Jewelry Sales During COVID-19
According to some reports, jewelry sales dropped by as much as 82 percent during the initial stages of the coronavirus when people were quarantined at home and retail shops were shuttered across the globe. According to Edahn Golan, jewelry sales in February of 2020 were $2.65 billion, but had dropped to only $470 million in April. Though April tends to be a slower month in the jewelry business, this level of sales hasn’t been seen since the 1980s. May reported an increase in sales and experts predict that the jewelry business will continue to bounce back as 2020 goes forward.
Weddings and Jewel Sales During the Pandemic
Because many weddings and engagements were postponed due to the coronavirus pandemic, the sales of lab grown diamonds dropped by 72 percent, which brought the prices of such jewels down by about 13 percent. However, in May, the increase in lab grown diamond sales went up by 150 percent, indicating that the market is set to bounce back in the coming months as people start again to book weddings and buy engagement rings.
Independent Jewelry Sales and Small Businesses
For people who operate a small jewelry business, the impact of COVID-19 has seen a shift from in-person sales to online sales. This is perhaps the biggest indicator of where the jewelry industry is headed as a result of the pandemic. Learning a new normal happened nearly overnight for many small businesses and making changes and figuring out how to proceed is something that is going to impact how these small businesses are run for many years to come.
Virtual Networking
One of the biggest trends seen from the pandemic is the shift to more virtual ways of running a business. Proactive brands spent time during the quarantine building their online presence via social media. For example, some of them made connections on Instagram, creating the opportunity to secure future customers based on that relationship.

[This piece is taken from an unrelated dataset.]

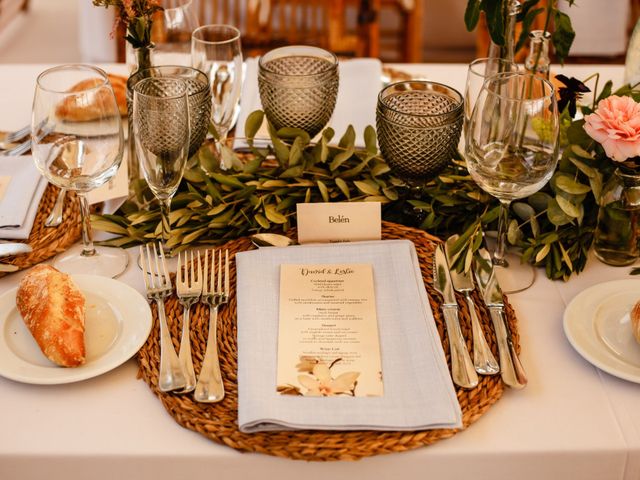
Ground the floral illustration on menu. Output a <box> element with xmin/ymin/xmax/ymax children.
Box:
<box><xmin>277</xmin><ymin>355</ymin><xmax>360</xmax><ymax>397</ymax></box>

Another way that proved successful was jewelers making use of their own websites, social media platforms and YouTube to sell diamonds. For example, video technology used by leading online jewelers bridges the sales funnel enabling customers see products in as close a way to a personal inspection as possible without visiting a store.

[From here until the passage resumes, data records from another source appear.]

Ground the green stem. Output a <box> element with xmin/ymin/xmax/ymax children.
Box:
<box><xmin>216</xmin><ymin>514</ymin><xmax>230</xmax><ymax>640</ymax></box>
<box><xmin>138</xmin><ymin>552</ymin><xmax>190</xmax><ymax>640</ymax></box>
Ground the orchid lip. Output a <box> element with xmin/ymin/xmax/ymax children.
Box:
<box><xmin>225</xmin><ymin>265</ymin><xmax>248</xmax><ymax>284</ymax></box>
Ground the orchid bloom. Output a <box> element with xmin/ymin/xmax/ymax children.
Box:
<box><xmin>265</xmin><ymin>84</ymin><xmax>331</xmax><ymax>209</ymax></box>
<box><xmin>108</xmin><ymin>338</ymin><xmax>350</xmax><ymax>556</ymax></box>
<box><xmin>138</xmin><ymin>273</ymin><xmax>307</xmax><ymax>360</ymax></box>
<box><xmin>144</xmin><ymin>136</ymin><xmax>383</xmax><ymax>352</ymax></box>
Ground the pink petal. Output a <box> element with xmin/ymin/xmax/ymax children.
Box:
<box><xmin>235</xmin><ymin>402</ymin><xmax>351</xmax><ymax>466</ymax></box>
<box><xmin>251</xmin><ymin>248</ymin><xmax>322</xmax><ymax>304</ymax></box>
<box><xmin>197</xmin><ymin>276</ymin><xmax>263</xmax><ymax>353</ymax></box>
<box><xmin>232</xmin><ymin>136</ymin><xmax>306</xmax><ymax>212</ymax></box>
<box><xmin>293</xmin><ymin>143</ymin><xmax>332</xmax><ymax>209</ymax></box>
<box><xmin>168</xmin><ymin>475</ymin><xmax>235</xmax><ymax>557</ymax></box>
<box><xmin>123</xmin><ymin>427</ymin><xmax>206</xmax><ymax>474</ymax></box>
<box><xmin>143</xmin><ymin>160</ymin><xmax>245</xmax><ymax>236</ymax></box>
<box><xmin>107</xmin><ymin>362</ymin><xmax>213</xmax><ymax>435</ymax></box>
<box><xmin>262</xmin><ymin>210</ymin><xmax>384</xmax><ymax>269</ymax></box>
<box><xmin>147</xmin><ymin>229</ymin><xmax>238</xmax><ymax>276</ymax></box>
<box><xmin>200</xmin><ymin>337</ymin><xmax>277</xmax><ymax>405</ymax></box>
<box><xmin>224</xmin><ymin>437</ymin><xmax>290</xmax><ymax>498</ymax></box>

Many brands set records for online sales during the quarantine, Sotheby’s being one of them. This is likely because customers weren’t able to visit brick and mortar stores, but also had extra money on hand since they couldn’t spend it on dining out, vacations, and traditional shopping trips.
Why Customers are Still Buying
photo credit:Andrea Piacquadio from Pexelsphoto credit:Andrea Piacquadio from Pexels
Despite the massive drop in jewelry sales during March and April of 2020, things seem to be on the rise again. According to data published in Business Weekly, people used their time in quarantine to evaluate their life and their values and many of them are now purchasing jewelry as a self-care measure to reward themselves for their time in quarantine. Others are buying jewelry for loved ones as a way to acknowledge the difficulties we’ve been through during the pandemic. Another reason why jewelry sales are seeing a rise is because people are shopping as a way to escape the reality of what’s happening in the world.

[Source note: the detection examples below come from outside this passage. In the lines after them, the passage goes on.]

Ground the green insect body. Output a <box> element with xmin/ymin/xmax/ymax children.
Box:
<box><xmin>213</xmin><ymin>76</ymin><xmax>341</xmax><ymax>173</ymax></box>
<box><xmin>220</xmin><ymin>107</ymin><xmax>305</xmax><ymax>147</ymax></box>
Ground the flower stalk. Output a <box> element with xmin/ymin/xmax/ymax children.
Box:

Direct to Consumer Jewelry Sales
As things continue to go back to normal, those in the jewelry industry are seeing another trend, that being that direct to consumer sales are on the rise. Because jewelry brands had to get creative during quarantine, they spent more time appealing to specific customers, which works because it makes those potential buyers feel valued and important. By tailoring what they are selling, these brands are able to bring in specific clients and market the items they are looking for. Most experts agree that this will continue, even as traditional jewelry stores are able to open back up and return to business as usual.
Much like other businesses, the pandemic had both a positive and a negative impact on the jewelry industry. While sales may have dropped for a couple of months, sellers have found innovative new ways to reach customers, something that will carry them forward, even when the pandemic is over.